Chandos leaned back in his carriage with very painful sensations at his heart: he felt what it is for two men to meet full of life and energy, and but one to go away again. At that moment he would have given almost all he possessed on earth, that he had not fired.
"Is he dead?" he inquired at length.
"No, he was not when we came away," said d'Estragon, gravely, "but hurt quite badly enough for you to be off, my dear fellow, and me too. Just drop me at my house as we go by; and then get this fellow to take you another stage out of town. It will be better for us to go separately; for I have known awkward consequences from two men travelling together under such circumstances."

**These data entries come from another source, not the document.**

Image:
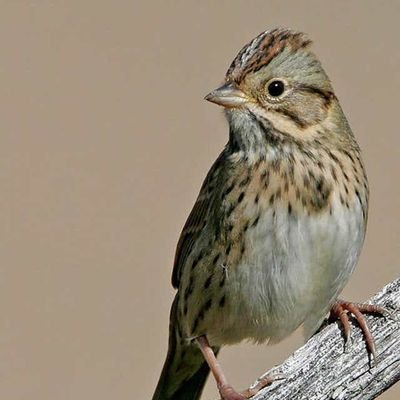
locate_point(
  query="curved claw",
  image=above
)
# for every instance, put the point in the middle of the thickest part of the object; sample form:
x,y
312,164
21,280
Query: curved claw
x,y
341,309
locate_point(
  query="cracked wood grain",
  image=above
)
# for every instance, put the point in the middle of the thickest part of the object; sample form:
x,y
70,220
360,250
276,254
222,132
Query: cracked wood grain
x,y
322,369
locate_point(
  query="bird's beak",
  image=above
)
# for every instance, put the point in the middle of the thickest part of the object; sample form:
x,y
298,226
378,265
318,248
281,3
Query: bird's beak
x,y
227,96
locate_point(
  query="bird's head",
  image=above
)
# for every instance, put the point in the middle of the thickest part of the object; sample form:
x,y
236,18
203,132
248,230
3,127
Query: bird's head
x,y
278,82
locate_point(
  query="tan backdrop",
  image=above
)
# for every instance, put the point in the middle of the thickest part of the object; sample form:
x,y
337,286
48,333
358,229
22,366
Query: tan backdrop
x,y
104,142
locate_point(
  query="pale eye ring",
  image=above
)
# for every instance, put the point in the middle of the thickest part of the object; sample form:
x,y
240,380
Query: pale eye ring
x,y
276,88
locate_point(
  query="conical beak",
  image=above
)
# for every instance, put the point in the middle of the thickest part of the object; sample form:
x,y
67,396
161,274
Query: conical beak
x,y
227,96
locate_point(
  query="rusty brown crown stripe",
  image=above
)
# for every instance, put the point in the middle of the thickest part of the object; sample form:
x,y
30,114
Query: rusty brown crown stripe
x,y
261,50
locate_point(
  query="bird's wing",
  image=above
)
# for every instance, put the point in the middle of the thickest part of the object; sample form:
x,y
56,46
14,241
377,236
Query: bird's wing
x,y
197,219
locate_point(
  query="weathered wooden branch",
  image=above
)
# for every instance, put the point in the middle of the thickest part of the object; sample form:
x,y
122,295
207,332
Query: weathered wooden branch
x,y
323,369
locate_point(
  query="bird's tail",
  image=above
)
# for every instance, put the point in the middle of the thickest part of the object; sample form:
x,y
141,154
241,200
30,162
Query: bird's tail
x,y
185,370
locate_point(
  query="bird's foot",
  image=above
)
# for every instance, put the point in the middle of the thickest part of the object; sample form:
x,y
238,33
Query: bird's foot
x,y
341,309
227,392
261,383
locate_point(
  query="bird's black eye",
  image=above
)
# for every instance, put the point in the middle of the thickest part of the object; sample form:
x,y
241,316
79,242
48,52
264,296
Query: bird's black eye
x,y
276,88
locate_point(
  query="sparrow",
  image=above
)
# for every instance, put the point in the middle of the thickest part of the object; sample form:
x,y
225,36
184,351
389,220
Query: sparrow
x,y
279,223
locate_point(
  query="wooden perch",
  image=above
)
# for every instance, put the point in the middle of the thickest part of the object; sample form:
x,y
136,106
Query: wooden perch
x,y
323,369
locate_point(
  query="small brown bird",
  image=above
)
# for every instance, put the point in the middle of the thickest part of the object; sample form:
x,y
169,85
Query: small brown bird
x,y
280,220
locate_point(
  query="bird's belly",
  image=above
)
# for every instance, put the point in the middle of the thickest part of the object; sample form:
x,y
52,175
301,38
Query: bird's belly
x,y
292,271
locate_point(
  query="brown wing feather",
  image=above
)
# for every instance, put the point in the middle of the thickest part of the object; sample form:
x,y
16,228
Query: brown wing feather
x,y
197,219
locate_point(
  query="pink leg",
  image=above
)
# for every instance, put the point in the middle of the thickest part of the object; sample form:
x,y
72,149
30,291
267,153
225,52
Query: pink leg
x,y
226,391
341,309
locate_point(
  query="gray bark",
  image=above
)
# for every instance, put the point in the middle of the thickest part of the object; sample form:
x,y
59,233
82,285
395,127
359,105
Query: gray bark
x,y
324,369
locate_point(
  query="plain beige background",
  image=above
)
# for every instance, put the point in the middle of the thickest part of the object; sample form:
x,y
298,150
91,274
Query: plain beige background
x,y
105,139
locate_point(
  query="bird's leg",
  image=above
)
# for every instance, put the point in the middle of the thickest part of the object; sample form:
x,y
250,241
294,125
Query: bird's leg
x,y
226,391
341,309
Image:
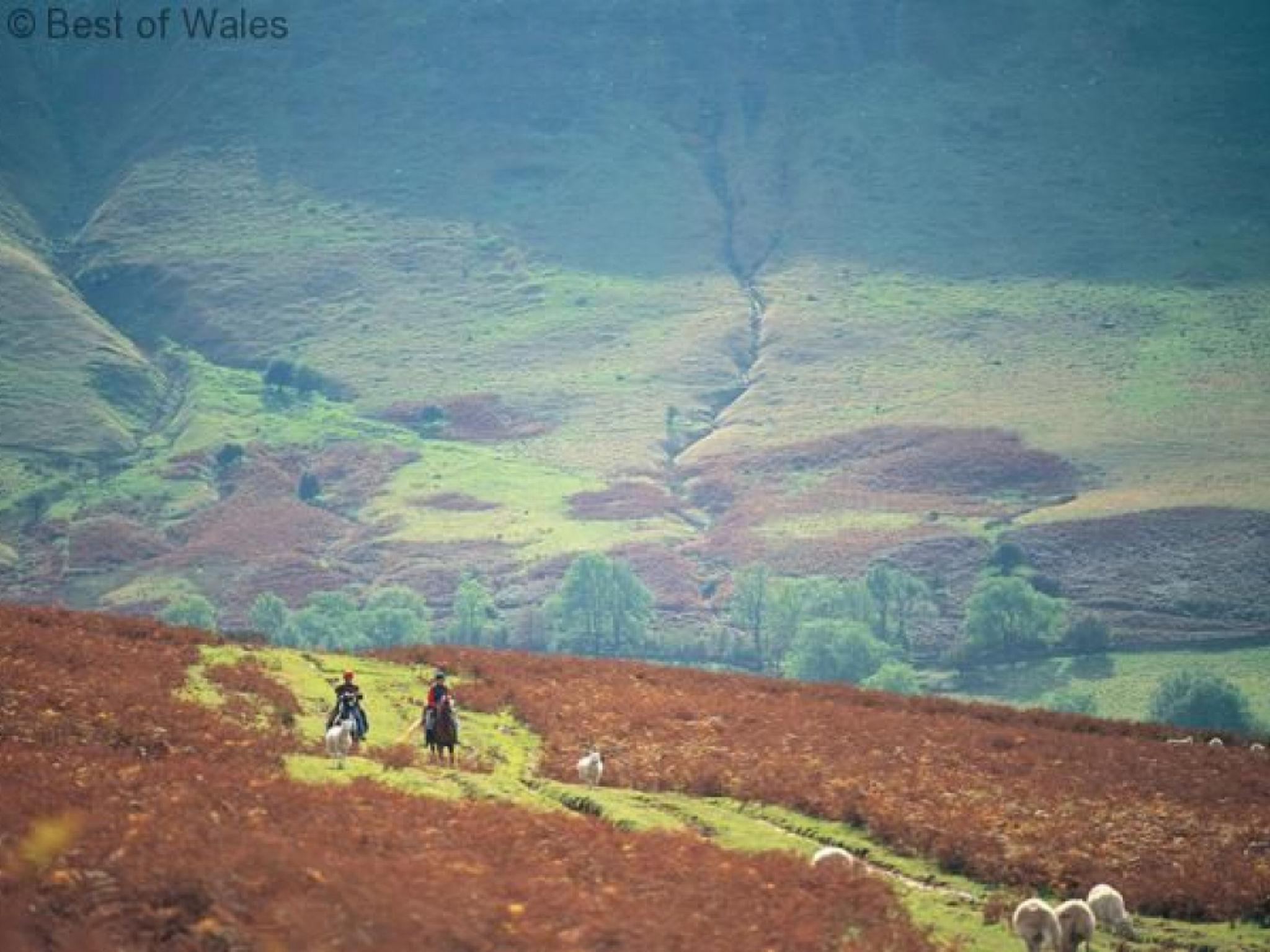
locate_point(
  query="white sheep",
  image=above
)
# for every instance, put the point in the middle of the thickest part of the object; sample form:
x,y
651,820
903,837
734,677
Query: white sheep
x,y
836,853
591,769
1077,923
339,742
1037,924
1108,907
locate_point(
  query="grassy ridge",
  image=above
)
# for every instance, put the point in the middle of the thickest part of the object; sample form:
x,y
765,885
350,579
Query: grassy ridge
x,y
1123,682
948,904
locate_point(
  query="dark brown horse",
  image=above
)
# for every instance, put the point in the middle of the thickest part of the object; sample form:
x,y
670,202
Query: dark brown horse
x,y
441,730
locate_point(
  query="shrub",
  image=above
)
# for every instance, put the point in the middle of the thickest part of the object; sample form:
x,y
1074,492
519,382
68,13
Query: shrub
x,y
1008,557
191,612
835,650
1193,700
1088,635
229,455
895,677
1008,617
309,488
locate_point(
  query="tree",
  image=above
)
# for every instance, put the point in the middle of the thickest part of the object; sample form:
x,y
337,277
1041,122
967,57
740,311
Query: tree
x,y
1008,557
229,455
1008,617
602,607
1193,700
191,612
309,488
747,607
895,677
835,650
308,380
897,599
395,616
280,374
1088,635
474,614
270,615
329,620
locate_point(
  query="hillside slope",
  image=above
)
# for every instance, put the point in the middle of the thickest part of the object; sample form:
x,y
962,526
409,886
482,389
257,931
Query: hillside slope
x,y
809,286
173,792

The arrangement he proposed was followed, as far at least as dropping him at his own house was concerned; but Chandos then returned to the hotel, and remained for nearly half-an-hour in sad thought. He had scarcely the heart to fly; but after a while, recalling the unpleasant image of long imprisonment before trial, he made up his mind to his course, and quitted London by one of the few stage coaches remaining. About ten days were spent in retirement at one of the small villages which are found scattered over the country within about twenty miles of London, and then he made his way back towards Winslow Abbey. He had heard no news of his antagonist's fate after he had left him with his friend and the surgeon on Wimbledon Common. In a country paper, indeed, he had seen, copied from a London paper, an account of the duel, in which the facts were of course misstated, without being altogether false. If newspapers would content themselves with telling the plain truth or the plain lie about anything, they would be beneficial or harmless; but it is the mixture of both which often renders them dangerous and detrimental, ay, sometimes even after nineteen years. From the journal which fell into his hands, all he gathered was that Lord Overton had been carried to his own house, supposed to be in a dying state, while the peer's conduct towards himself was grossly exaggerated by a democratic paper, for the purpose of crying down the aristocracy. He was grieved, anxious, remorseful; for he could not exculpate himself from all blame. He knew that Lord Overton had just cause to think that he was assuming a character which did not belong to him; and all the motives which had actuated before and during the duel seemed to vanish into thin air when he came calmly and without passion to examine his own conduct. In vain he asked himself if he could stand and be insulted without resentment in the presence of persons nearly strangers to him. In vain he thought that no law required him to remain passive and be shot at by a man who declared his determination of not quitting the ground till one fell. In vain he argued, that having put his honour into the hands of a friend, he was bound to abide by whatever determination that friend came to. He felt that he might have done better, and that by not doing so he had endangered, if not taken, the life of a fellow-creature.
It was with a heavy heart then that, after having quitted the railroad and the cross coach, and left his baggage to be sent to the little public-house at Northferry, he walked on in the garments of an inferior station, which he had resumed, towards the ancient seat of his family, wishing to see his half-brother, Lockwood, and obtain further information upon many points before he proceeded to Mr. Tracy's.